Clotho replied: 'Upon my word, I did wish to give him another hour or two, until he should make Roman citizens of the half dozen who are still outsiders. (He made up his mind, you know, to see the whole world in the toga, Greeks, Gauls, Spaniards, Britons, and all.) But since it is your pleasure to leave a few foreigners for seed, and since you command me, so be it." She opened her box and out came three spindles. One was for Augurinus, one for Baba, one for Claudius.2 “These three,” she says,“I will cause to die within one year and at no great distance apart, and I will not dismiss him unattended. Think of all the thousands of men he was wont to see following after him, thousands going before, thousands all crowding about him; and it would never do to leave him alone on a sudden.

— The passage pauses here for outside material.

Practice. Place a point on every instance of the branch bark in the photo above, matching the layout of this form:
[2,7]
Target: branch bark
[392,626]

These boon companions will satisfy him for the nonce.”

This said, she twists the thread around his ugly spindle once,
Snaps off the last bit of the life of that Imperial dunce.
[p. 377] But Lachesis, her hair adorned, her tresses neatly bound,
Pierian laurel on her locks, her brows with garlands crowned,
Plucks me from out the snowy wool new threads as white as snow,
Which handled with a happy touch change colour as they go,
Not common wool, but golden wire; the Sisters wondering gaze,
As age by age the pretty thread runs down the golden days.
World without end they spin away, the happy fleeces pull;
What joy they take to fill their hands with that delightful wool!
Indeed, the task performs itself: no toil the spinners know:
Down drops the soft and silken thread as round the spindles go;
Fewer than these are Tithon's years, not Nestor's life so long.
Phoebus is present: glad he is to sing a merry song;
Now helps the work, now full of hope upon the harp doth play;
The Sisters listen to the song that charms their toil away.
They praise their brother's melodies, and still the spindles run,
Till more than man's allotted span the busy hands have spun.
Then Phoebus says, "O sister Fates! I pray take none away,
But suffer this one life to be longer than mortal day.
[p. 379] Like me in face and lovely grace, like me in voice and song,
He'll bid the laws at length speak out that have been dumb so long,
Will give unto the weary world years prosperous and bright.
Like as the daystar from on high scatters the stars of night,
As, when the stars return again, clear Hesper brings his light,
Or as the ruddy dawn drives out the dark, and brings the day,
As the bright sun looks on the world, and speeds along its way
His rising car from morning's gates: so Caesar doth arise,
So Nero shows his face to Rome before the people's eyes;
His bright and shining countenance illumines all the air,
While down upon his graceful neck fall rippling waves of hair."
Thus Apollo. But Lachesis, quite as ready to cast a favourable eye on a handsome man, spins away by the handful, and bestows years and years upon Nero out of her own pocket. As for Claudius, they tell everybody
to speed him on his way
With cries of joy and solemn litany.
At once he bubbled up the ghost, and there was an end to that shadow of a life. He was listening to a troupe of comedians when he died, so you see I have reason to fear those gentry. The last words he was heard to speak in this world were these. When he had made a great noise with that part of him which talked[p. 381] easiest, he cried out, “Oh dear, oh dear! I think I have made a mess of myself.” Whether he did or no, I cannot say, but certain it is he always did make a mess of everything.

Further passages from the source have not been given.